Chi consegna in pagamento di un debito assegni postdatati scoperti, rassicurando il prenditore sulla futura disponibilità del denaro, è responsabile del reato di truffa.
Lo ha stabilito la seconda sezione penale della Cassazione, con sentenza n., 52021 depositata il 15 dicembre 2014 confermando la condanna di un uomo al reato di cui all'art. 640 c.p. a danno di un salumificio, per aver consegnato, in pagamento per l'acquisto di merce per un valore di oltre 23mila euro, assegni postdatati risultati privi di provvista finanziaria.
Concordando con la statuizione della Corte d'Appello di Lecce, la S.C. ha considerato inammissibili le doglianze dell'imputato, il quale deduceva che la mera consegna di assegni bancari scoperti non costituisce il reato di truffa in mancanza di artifici o raggiri, avendo egli solo acquistato la merce per conto delle ditte che rappresentava, senza sapere se gli assegni fossero scoperti o meno e non traendo alcun vantaggio patrimoniale della vicenda.
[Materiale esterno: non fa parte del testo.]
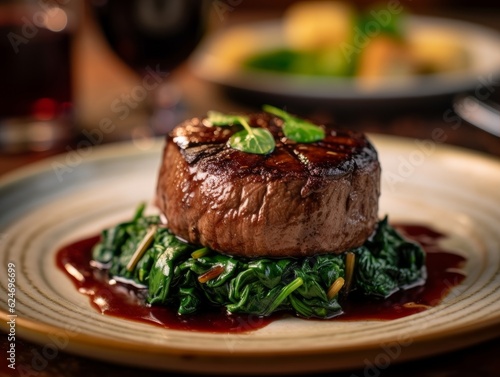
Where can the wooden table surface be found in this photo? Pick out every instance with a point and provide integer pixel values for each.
(419, 120)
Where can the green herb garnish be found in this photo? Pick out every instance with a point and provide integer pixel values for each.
(187, 278)
(297, 129)
(250, 139)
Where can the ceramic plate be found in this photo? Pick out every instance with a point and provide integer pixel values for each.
(213, 63)
(74, 196)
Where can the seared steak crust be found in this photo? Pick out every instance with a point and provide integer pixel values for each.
(300, 200)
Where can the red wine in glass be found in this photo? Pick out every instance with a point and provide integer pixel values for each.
(153, 36)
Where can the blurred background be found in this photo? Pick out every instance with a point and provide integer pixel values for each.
(99, 71)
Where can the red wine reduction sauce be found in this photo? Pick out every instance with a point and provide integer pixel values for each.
(125, 301)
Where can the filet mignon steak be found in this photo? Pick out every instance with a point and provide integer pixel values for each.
(299, 200)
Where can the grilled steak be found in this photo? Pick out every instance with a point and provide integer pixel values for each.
(300, 200)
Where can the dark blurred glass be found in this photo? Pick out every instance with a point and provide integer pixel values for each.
(153, 37)
(150, 32)
(35, 75)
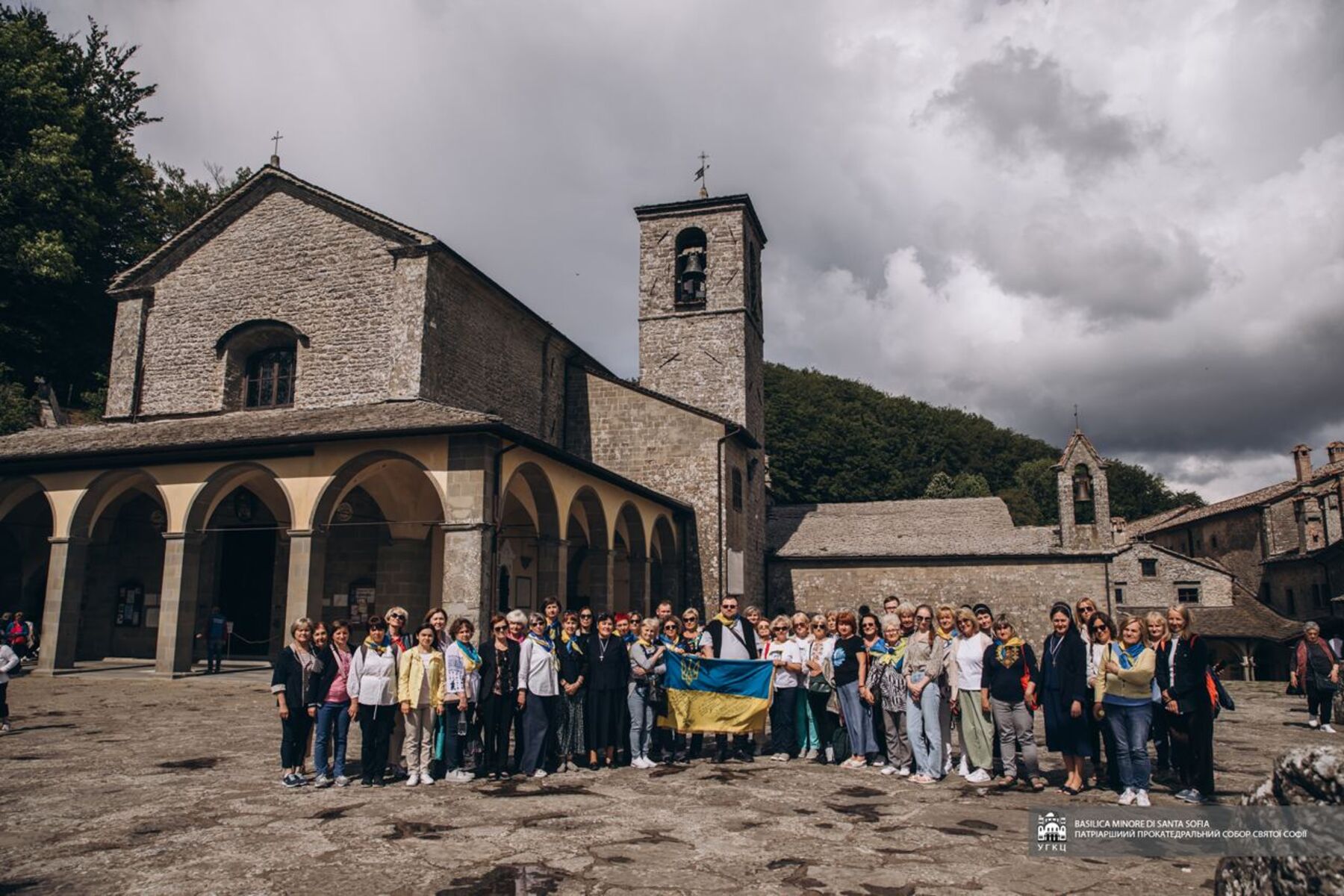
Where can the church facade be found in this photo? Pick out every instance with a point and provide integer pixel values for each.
(316, 410)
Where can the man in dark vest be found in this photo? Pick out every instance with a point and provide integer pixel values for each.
(729, 637)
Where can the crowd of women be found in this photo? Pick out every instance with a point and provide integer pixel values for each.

Richiamando la giurisprudenza consolidata (cfr., ex multis, Cass. n. 28752/2010), la S.C. ha premesso che "integra il delitto di truffa, perché costituisce elemento di artificio o raggiro, la condotta di consegnare in pagamento, all'esito di una transazione commerciale, un assegno di conto corrente bancario postdatato, contestualmente fornendo al prenditore rassicurazioni circa la disponibilità futura della necessaria provvista finanziaria, onde ottenere la credibilità da parte dell'altro contraente, sì da indurlo in errore sulla consistenza patrimoniale ed economica della controparte".
Artifici e raggiri posti chiaramente in essere nel caso di specie, come correttamente rilevato dalla corte di merito - ha sottolineato la Cassazione - considerato che l'imputato non solo aveva rassicurato l'imprenditore circa la copertura degli assegni inducendolo ad accettarli, ma provvedeva, di volta in volta, autonomamente a postdatarli dimostrando in tal modo di essere consapevole della mancanza di provvista degli stessi, i quali, peraltro, erano tutti tratti sul conto corrente bancario della cognata.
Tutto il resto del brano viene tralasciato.